Last year at the same bible study and a different group of ladies I mustered up the courage to share my story. I told them the year prior I spent time in a holistic rehabilitation for alcohol abuse. They thanked me for working at a rehab and volunteering my time to help other women in need. I had to explain further… the rehab I attended is a place where recovering addicts help other addicts who are in the midst of their struggles. And I was there for help. Addicts help addicts.
Even my friends and acquaintances at home were shocked that I spent time in a rehab. One friend mentioned it was very surreal that such a well-spoken individual could rehabilitate among alcoholics and drug addicts. As if we slur our speech throughout the day. Another friend was very intrigued about my stay. Her portrayal wasn’t pretty and the idea that I spent time with these addicts flabbergasted her. What these friends didn’t realize is that the people I met at rehabilitation and meet during recovery look just like them. My friends at home have the face of an addict.

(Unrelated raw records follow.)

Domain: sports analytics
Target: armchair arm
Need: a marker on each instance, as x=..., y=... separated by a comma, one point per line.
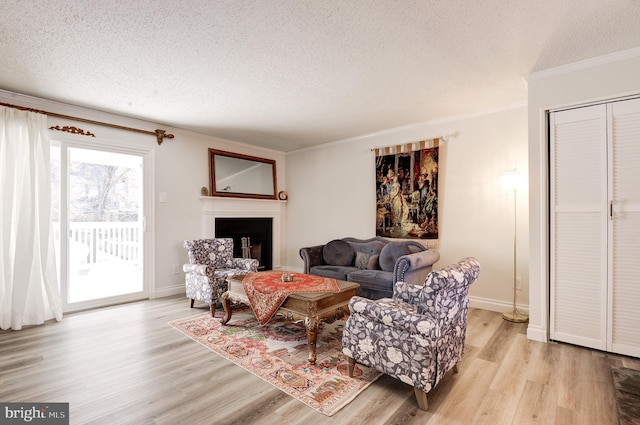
x=248, y=264
x=202, y=269
x=406, y=292
x=312, y=256
x=395, y=314
x=414, y=268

The addict wears the face of courage.
It takes courage to face our struggles head on. People recover from all types of problems, divorce, childhood trauma, and grieving the death of a loved one, not just alcohol and drugs. But those who battle addiction in their recovery are warriors.
These women are willing to forgo a life once lived for something much better. They choose to recover from a life that does not serve them. All it takes is a mustard seed of courage to make the first step.
Changing the Face of Addiction
The stigma associated with addiction can lead to feelings of guilt and shame, prompting people to hide their addiction and prevent them from receiving treatment.https://pacificsolstice.com/blog/why-it-is-important-to-change-the-face-of-addiction
As a society we need to remove the stigma attached to addiction. It is a detriment to portray an addict as a sewer rat.
To see the real face of the addict we need to look past the ugliness of the disease and into the beautiful face of the woman in recovery.
"Fear not; you will no longer live in shame. Don't be afraid; there is no more disgrace for you. You will no longer remember the shame of your youth and the sorrows of widowhood," ~ Isaiah 54:4 NLT.
As an imperfect human my growth has been spurred on by a life catastrophe, because I chose to ignore my struggles. Instead of choosing to look inward and identify the source of the problem, which was ME, I placed blame on the society around me. The end result was to numb my discomfort and quell my anxieties with that one glass of wine. By the grace of God I was able to seek forgiveness and unearth my flaws. Through sharing with others I was able to accept my flawed self and learn I did not need to suffer alone. The result peace, from a loving God, not the spirit in the bottle.